DOI: https://doi.org/10.55571/ettl.2022.06020
Authors: Xin-hua Guo and Miao Zhang
Affiliation: Software College, Quanzhou University of Information Engineering, Quanzhou 362000, China
Information: Education Theory: Teaching and Learning, June 2022 Vol.1, No.3, pp.99-107
Abstract: Minnanese is a representative branch of Fujian dialect.Due to objective reasons such as the late start of the research on emotion recognition of Minnanese speech and the immaturity of technology, there are few research achievements in this area, especially in the area of corpus resources of Minnanese language.

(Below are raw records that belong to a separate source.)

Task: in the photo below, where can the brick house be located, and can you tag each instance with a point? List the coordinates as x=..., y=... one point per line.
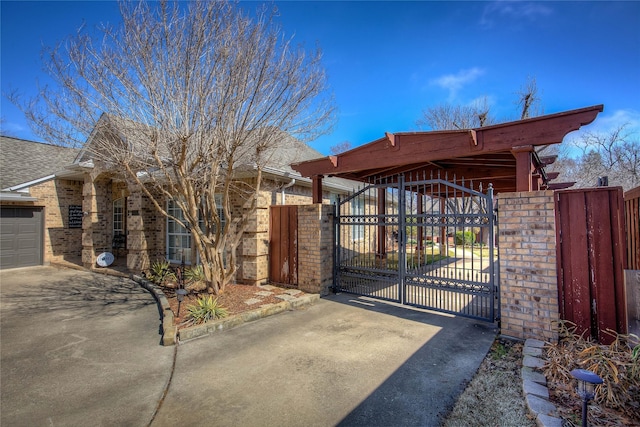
x=82, y=210
x=39, y=203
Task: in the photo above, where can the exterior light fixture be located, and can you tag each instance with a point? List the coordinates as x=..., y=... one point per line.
x=587, y=382
x=180, y=293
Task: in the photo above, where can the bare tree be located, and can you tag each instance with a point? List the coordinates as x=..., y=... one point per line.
x=448, y=116
x=181, y=98
x=529, y=100
x=478, y=114
x=615, y=154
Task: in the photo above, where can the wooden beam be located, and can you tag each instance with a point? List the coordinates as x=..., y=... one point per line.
x=524, y=166
x=399, y=149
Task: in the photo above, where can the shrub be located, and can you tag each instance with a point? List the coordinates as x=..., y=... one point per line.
x=160, y=272
x=206, y=308
x=194, y=274
x=465, y=238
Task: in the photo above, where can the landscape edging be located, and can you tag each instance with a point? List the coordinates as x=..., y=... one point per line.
x=534, y=386
x=171, y=335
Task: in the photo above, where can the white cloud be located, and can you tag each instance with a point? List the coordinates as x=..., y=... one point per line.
x=513, y=11
x=454, y=82
x=607, y=123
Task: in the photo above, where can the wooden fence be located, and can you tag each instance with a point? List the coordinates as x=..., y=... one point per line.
x=283, y=245
x=591, y=258
x=632, y=218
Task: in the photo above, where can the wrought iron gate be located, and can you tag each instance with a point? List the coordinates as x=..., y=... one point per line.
x=424, y=243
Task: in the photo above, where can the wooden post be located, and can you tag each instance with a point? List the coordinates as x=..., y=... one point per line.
x=523, y=167
x=316, y=184
x=381, y=249
x=419, y=225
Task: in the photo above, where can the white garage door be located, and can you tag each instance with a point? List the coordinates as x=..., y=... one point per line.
x=20, y=237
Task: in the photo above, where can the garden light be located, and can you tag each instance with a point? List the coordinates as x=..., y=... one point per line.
x=587, y=382
x=180, y=293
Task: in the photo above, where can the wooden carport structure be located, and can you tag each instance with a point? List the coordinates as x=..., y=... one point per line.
x=504, y=155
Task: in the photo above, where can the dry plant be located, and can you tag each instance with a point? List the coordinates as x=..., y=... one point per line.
x=494, y=396
x=618, y=364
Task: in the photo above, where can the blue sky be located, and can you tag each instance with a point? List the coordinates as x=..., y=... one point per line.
x=388, y=61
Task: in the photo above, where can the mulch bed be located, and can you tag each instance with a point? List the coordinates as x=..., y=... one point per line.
x=233, y=299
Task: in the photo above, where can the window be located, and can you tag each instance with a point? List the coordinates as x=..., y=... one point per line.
x=357, y=209
x=178, y=237
x=118, y=241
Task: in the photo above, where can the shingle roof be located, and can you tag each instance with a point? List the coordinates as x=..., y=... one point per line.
x=23, y=161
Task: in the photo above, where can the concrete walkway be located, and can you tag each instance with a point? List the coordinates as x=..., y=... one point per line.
x=83, y=349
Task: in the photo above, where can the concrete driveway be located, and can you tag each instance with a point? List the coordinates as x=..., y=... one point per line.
x=344, y=361
x=78, y=349
x=83, y=349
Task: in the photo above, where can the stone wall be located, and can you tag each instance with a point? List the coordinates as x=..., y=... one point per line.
x=528, y=280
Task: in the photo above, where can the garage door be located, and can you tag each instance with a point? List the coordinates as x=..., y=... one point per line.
x=20, y=237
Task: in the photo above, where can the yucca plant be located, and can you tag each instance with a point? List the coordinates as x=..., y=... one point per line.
x=160, y=272
x=194, y=274
x=206, y=308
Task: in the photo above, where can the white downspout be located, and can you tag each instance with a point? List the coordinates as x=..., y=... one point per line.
x=289, y=185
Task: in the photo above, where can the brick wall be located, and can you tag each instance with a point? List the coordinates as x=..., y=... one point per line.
x=60, y=241
x=146, y=232
x=528, y=280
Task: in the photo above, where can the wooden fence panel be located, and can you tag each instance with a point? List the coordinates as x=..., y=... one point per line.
x=283, y=245
x=632, y=217
x=591, y=259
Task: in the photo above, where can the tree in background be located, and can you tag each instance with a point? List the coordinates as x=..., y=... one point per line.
x=450, y=117
x=529, y=101
x=188, y=94
x=614, y=154
x=341, y=147
x=478, y=114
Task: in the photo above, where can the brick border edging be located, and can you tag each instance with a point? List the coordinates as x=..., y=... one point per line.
x=171, y=335
x=209, y=328
x=534, y=386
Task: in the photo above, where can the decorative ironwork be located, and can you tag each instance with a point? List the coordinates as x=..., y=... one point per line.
x=425, y=242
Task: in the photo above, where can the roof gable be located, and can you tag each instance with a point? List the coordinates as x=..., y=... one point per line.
x=23, y=161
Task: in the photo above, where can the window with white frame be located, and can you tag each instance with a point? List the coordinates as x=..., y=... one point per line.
x=357, y=208
x=118, y=217
x=178, y=237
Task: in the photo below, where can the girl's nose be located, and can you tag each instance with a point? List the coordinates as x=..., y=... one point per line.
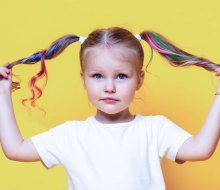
x=110, y=86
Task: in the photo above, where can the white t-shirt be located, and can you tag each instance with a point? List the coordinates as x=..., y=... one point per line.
x=122, y=156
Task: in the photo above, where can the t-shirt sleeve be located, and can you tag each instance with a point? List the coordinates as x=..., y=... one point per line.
x=170, y=138
x=50, y=145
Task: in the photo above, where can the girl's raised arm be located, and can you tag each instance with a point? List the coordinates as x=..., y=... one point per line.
x=203, y=145
x=13, y=144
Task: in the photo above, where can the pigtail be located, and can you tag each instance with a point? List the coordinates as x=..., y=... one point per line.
x=56, y=48
x=173, y=54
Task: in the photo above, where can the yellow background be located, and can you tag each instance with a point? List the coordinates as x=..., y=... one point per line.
x=182, y=94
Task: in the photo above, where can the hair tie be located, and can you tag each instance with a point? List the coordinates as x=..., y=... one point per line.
x=82, y=39
x=138, y=37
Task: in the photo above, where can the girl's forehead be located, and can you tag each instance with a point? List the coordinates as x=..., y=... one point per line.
x=102, y=56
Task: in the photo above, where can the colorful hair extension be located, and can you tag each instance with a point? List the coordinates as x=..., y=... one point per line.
x=110, y=37
x=174, y=55
x=54, y=50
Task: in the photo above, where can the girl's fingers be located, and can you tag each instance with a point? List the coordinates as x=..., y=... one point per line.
x=217, y=71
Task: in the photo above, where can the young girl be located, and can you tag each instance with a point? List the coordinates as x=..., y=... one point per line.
x=113, y=150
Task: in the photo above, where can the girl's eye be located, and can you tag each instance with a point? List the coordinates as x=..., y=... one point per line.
x=97, y=76
x=122, y=76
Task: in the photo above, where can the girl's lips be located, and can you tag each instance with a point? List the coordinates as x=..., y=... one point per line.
x=109, y=100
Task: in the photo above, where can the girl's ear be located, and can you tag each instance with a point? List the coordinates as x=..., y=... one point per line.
x=140, y=80
x=82, y=78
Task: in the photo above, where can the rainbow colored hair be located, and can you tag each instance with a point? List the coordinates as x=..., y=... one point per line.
x=170, y=52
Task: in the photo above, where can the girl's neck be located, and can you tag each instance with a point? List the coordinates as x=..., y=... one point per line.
x=121, y=117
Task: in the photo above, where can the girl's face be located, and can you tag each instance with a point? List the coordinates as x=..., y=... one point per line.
x=110, y=78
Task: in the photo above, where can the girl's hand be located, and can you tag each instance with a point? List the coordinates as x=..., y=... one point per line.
x=5, y=80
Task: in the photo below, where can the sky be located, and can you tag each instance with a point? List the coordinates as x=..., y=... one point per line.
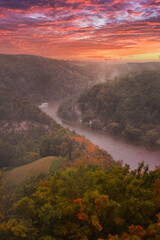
x=89, y=30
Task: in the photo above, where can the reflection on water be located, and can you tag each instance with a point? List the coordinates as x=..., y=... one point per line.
x=120, y=149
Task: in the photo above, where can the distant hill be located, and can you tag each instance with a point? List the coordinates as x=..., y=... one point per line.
x=41, y=79
x=27, y=134
x=129, y=106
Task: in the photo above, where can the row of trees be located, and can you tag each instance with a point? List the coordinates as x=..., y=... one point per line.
x=86, y=202
x=129, y=106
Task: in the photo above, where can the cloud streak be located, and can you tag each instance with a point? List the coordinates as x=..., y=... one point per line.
x=76, y=29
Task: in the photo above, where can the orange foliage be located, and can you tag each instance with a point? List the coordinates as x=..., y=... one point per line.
x=137, y=230
x=83, y=216
x=95, y=223
x=157, y=191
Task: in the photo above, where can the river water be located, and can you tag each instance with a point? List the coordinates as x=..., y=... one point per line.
x=120, y=149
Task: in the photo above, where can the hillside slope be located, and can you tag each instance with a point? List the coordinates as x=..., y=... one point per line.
x=129, y=106
x=42, y=79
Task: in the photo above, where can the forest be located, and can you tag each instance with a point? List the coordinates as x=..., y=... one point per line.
x=129, y=106
x=86, y=194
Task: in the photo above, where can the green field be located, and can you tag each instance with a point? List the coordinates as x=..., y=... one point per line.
x=22, y=173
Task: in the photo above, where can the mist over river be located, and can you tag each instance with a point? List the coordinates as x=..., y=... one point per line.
x=120, y=149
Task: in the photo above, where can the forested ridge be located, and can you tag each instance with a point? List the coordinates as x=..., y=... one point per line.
x=86, y=195
x=129, y=106
x=42, y=79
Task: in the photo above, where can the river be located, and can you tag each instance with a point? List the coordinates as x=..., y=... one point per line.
x=120, y=149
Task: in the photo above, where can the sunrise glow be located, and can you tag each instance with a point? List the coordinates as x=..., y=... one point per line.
x=92, y=30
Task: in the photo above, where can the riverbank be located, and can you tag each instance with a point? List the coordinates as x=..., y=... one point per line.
x=120, y=149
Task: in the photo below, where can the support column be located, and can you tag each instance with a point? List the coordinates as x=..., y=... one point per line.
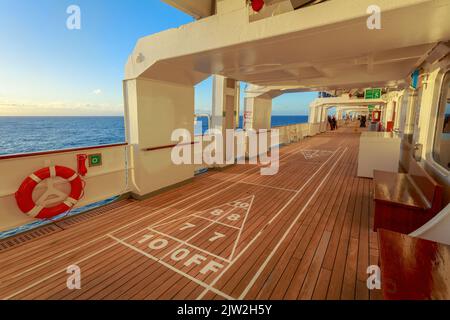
x=225, y=111
x=154, y=109
x=257, y=113
x=225, y=105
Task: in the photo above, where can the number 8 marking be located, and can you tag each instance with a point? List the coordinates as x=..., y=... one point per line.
x=234, y=217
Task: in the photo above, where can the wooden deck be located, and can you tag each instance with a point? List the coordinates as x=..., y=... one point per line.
x=304, y=233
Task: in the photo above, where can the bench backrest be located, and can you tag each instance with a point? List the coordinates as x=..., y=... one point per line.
x=427, y=185
x=437, y=229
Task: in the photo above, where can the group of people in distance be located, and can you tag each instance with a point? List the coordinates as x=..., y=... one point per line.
x=332, y=122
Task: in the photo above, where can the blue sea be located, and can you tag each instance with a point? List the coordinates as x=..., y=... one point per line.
x=202, y=122
x=34, y=134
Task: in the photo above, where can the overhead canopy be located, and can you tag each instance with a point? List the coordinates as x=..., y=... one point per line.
x=317, y=48
x=195, y=8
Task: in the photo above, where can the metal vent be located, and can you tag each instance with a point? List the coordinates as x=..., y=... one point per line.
x=72, y=221
x=26, y=237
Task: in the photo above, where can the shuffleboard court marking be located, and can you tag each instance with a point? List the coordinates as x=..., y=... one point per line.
x=242, y=204
x=311, y=154
x=167, y=265
x=109, y=234
x=286, y=233
x=158, y=210
x=276, y=215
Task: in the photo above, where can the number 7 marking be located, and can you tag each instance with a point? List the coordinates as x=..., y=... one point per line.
x=187, y=225
x=217, y=236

Based on the establishment of Minnanese language emotion corpus, soft-Max is adopted as the algorithm of emotion recognition, and emotion recognition is carried out based on CNN model and BLSTM model. In view of the global and temporal characteristics of Minnanese language corpus, an algorithm model based on CNN-BLSTM fusion feature is proposed.Experimental results show that CNN-MOBLSTM fusion feature model is superior to CNN model and BLSTM model in recognition of Minnanese emotion, and it is an effective algorithm model.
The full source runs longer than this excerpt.